Cynthia N. Leipold, CNP
The information is not available
I speak: English
My gender: Female
Where I practice
I was born and raised in a suburb of Pittsburgh, Penn. I always wanted to be a nurse, which may have been because my mother had breast cancer when I was a child. She was a 22-year survivor, but eventually died from a recurrence of the cancer. My experiences with her death led me to pursue an advanced nursing degree and become a family nurse practitioner, where I would eventually specialize in palliative care.
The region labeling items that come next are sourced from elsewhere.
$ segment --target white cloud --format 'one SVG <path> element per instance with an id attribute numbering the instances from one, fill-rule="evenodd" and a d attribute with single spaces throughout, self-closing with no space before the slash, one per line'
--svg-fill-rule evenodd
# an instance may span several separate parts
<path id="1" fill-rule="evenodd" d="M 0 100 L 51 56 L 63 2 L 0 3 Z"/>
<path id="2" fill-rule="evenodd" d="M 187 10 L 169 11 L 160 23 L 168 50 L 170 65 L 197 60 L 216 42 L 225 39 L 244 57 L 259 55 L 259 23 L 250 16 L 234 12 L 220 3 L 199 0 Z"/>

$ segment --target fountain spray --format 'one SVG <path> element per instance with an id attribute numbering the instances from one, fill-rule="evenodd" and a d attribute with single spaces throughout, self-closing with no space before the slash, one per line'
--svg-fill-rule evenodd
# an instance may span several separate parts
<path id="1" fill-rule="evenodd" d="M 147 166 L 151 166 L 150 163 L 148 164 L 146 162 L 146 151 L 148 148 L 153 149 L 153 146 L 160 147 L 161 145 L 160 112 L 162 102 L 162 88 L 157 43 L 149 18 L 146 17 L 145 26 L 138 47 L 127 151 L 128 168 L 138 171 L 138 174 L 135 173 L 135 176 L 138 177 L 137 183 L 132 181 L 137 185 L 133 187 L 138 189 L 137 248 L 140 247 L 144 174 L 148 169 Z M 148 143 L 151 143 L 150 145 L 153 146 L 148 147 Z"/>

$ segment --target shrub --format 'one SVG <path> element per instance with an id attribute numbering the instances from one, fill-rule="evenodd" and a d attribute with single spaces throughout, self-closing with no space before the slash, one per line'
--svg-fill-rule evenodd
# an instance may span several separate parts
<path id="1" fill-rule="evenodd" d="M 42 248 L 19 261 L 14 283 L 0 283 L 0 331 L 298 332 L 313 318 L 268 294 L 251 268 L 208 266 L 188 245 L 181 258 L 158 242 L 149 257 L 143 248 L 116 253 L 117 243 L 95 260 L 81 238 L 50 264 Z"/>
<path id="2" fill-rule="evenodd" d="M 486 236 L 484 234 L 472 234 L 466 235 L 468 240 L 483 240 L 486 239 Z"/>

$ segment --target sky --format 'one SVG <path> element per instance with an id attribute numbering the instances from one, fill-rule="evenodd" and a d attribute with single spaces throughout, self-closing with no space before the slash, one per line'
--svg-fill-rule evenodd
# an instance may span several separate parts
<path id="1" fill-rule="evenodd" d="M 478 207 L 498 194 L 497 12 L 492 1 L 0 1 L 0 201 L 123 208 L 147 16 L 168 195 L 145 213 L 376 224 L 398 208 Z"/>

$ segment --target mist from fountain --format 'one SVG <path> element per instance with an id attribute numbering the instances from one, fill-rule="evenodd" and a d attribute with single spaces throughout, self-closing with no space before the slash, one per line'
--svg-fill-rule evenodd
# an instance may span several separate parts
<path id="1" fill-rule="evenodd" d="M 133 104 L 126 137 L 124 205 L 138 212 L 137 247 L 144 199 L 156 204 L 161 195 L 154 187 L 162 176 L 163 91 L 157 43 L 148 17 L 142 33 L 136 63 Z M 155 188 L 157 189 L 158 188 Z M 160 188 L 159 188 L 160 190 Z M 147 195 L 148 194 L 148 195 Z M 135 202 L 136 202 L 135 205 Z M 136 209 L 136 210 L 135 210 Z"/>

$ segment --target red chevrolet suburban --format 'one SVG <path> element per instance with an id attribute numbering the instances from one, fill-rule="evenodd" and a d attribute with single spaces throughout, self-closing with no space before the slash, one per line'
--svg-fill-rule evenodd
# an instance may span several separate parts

My father had Alzheimer's dementia before he died, so I also have a special place in my heart for geriatric patients, especially those with dementia. During the summers when I was growing up, my family would travel with my father, as he traveled for his job. This has carried over into my adult life, and my husband and I love to explore new places and cultures. And I love to capture those memories with my camera! We have no children, but we do care for a wonderful cat, although the cat prefers my husband over me!
About my practice
I work for Kaiser Permanente because I believe in the value of integrated health care services to promote wellness, prevent illness and provide high-quality care when illness does occur. The Geriatric and Palliative Care Departments are committed to promoting the best quality of life for our members of advanced age or serious illness. We focus on more than just the medical needs of the member, as we approach care in a holistic way with the support of doctors, chaplains, nurses, pharmacists and social workers, which are all easily accessible. We also provide home visits to home-bound patients. We believe it is important to help our members have as much information as needed to make health care decisions consistent with their values and be able to plan for what lies ahead, as well as have a voice in all their health care decisions, even when they may not be able to speak for themselves.
How I thrive
Until I returned to Kaiser Permanente in August 2015, my career was based in the hospital setting. Making my transition to the outpatient setting has helped me thrive mentally as I am learning new skills and practicing in a new way. I love my job, so it does not feel like work to me. Physically, I feel best when I exercise each day, but like many people, I find it challenging to achieve this. I try to walk, attend spin classes or go hiking with my husband whenever possible. My faith is important to maintaining my mental and spiritual health, and I am active in the choir at church (although I do not like to sing alone). I also joined a group of singers to serenade the members of an assisted living residence once a quarter.